La perfusion : le grand retour de l’État-providence
Face au spectre d’une explosion sociale ( des “gilets jaunes” européens aux émeutes possibles à Luanda ou à Nairobi ) les dogmes libéraux volent en éclats. C’est le retour fracassant des subventions massives, cette “perfusion” financière devenue l’unique rempart, au grand dam des institutions de Bretton Woods.
L’Europe et son “quoi qu’il en coûte” : Bruxelles a ressorti les recettes de la crise sanitaire. La France et l’Allemagne subventionnent leurs secteurs vitaux à bout de bras. L’Espagne renonce à 5 milliards d’euros de recettes de TVA. Même la Belgique mobilise 80 millions d’euros pour éviter la paralysie des ménages les plus fragiles.
L’Afrique, elle, est au pied du mur : ici, on ne gère pas, on pare au plus pressé. Si Nairobi divise sa TVA par deux, Kinshasa opte pour l’électrochoc : une TVA à 0 %. L’objectif est autant politique qu’économique : bloquer l’effet domino avant que le moteur de l’économie réelle ne se grippe.
Le paradoxe du raffinage : dépendance africaine, repli européen
C’est ici que le bât blesse, et Organisation des producteurs de pétrole africains ne s’y trompe pas. Le paradoxe est cruel : l’Afrique déborde de brut, mais manque de produits finis.
Le constat dressé le 17 avril lors d’un webinaire de African Energy Commission est sans appel : sans une capacité de raffinage locale d’au moins 150 000 barils par jour et par région, le continent restera otage des soubresauts mondiaux.
Comme l’a souligné Lerato Mataboge, cette dépendance ( jusqu’à 80 % d’essence importée ) constitue une menace directe pour la souveraineté des réserves de change.

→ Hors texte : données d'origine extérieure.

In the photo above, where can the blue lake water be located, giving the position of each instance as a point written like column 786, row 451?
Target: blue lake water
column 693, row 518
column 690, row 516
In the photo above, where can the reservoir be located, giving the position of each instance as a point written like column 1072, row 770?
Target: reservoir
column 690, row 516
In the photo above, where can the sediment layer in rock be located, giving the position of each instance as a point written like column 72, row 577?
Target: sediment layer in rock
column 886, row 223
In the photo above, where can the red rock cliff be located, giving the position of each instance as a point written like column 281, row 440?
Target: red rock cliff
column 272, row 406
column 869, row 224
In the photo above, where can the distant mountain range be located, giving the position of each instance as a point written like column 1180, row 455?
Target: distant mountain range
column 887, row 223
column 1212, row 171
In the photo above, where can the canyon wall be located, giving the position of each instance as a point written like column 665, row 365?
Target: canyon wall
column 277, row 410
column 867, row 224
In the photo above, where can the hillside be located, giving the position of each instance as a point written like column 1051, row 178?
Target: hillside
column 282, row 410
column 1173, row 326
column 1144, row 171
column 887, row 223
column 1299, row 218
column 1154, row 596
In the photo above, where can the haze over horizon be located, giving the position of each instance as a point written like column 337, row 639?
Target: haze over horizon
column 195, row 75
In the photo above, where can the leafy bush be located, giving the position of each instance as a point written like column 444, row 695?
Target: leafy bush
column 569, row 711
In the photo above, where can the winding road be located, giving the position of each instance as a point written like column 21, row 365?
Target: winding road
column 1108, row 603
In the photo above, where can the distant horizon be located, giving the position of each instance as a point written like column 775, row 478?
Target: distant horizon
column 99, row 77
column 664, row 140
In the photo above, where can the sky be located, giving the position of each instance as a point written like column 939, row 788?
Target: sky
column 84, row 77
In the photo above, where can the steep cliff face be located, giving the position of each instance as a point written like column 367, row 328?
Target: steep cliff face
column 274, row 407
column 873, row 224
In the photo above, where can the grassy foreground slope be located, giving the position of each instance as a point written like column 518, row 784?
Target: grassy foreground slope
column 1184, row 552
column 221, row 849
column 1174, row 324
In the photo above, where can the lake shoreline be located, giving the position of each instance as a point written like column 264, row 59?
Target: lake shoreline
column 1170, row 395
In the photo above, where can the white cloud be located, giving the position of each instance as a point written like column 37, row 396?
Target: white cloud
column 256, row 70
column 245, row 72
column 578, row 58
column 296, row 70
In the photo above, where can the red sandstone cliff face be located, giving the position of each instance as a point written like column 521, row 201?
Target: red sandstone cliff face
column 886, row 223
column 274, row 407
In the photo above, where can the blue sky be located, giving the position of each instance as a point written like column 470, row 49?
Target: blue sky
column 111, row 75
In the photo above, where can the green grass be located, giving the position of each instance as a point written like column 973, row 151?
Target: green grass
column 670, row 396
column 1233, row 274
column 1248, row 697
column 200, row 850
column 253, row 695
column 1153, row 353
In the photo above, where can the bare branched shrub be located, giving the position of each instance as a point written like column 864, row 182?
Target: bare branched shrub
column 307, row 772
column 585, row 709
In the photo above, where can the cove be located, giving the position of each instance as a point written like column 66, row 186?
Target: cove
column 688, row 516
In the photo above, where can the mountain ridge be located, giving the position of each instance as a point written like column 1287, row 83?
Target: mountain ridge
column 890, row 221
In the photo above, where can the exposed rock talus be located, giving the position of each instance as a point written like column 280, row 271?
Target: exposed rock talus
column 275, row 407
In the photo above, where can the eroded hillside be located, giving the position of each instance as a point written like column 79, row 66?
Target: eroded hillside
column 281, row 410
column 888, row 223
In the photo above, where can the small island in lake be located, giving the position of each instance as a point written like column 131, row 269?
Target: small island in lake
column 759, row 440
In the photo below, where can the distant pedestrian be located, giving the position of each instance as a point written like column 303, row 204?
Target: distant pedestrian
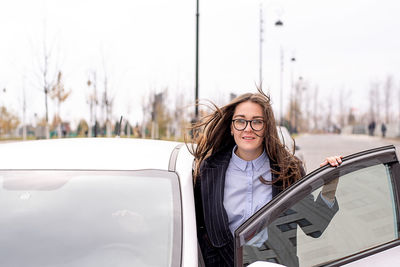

Pendant ce temps, l’Europe réduit ses capacités. Sous la pression de normes environnementales strictes et de la fin programmée du moteur thermique à l’horizon 2035, les raffineries ferment ou se transforment. L’exemple de Grandpuits illustre ce basculement : une victoire écologique, mais un affaiblissement stratégique à court terme.
Cap sur le 8 mai : Addis-Abeba, l’heure de vérité
Le prochain sommet de l’Union africaine à Addis-Abeba ne sera pas une réunion de plus. Il doit marquer une riposte systémique.
Réserves stratégiques, interconnexion énergétique, accélération du solaire : le plan existe. En 2026, la transition énergétique n’est plus un luxe, mais une nécessité. L’indépendance ne se proclame plus, elle se construit.